Why “Chicagoland”

WBEZ’s Curious City looks into “Chicagoland,” the term, its origins, purpose, and definition—its boundaries.

Chicago Tribune publisher Robert R. “Colonel” McCormick commissioned James O’Donnell Bennett to write a series of Chicago region travel articles.

That’s how the word made its first appearance nearly 100 years ago in the July 27, 1926 edition of the Chicago Tribune. Across the front page was a story by O’Donnell Bennett titled “Chicagoland’s Shrines: A Tour of Discoveries.”

The subhed for that first story was notably “Our Own Midwest, Scenic and Historic, Revealed.” Chicagoland was the Midwest with Chicago at its center, a Tribune-defined region Tribune readers identified with or would-be Tribune readers wanted to identify with, a region invented and boosted to sell newspapers.

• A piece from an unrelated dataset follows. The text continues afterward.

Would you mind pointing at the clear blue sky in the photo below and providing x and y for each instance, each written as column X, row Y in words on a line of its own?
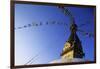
column 48, row 40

Curious City argues that this early Chicagoland major gave way over time to a more localized, more suburbanized, near-Chicago Chicagoland minor—even though one of their own exhibits, the fantastic Chicago Tribune 1927 Special Detailed Road Map of Chicagoland, shows that the Chicagoland minor existed alongside the Chicagoland major essentially from the very start. The point stands, though, the the idea of “Chicagoland” being a term that could be applied to the Midwest has largely faded.

I’ve generally disliked the term, but I can see its usefulness as potential a way for us suburbanites to accurately express where we’re from without saying we’re “from Chicago”—a geographic rounding or exaggeration that drives actual Chicagoans crazy.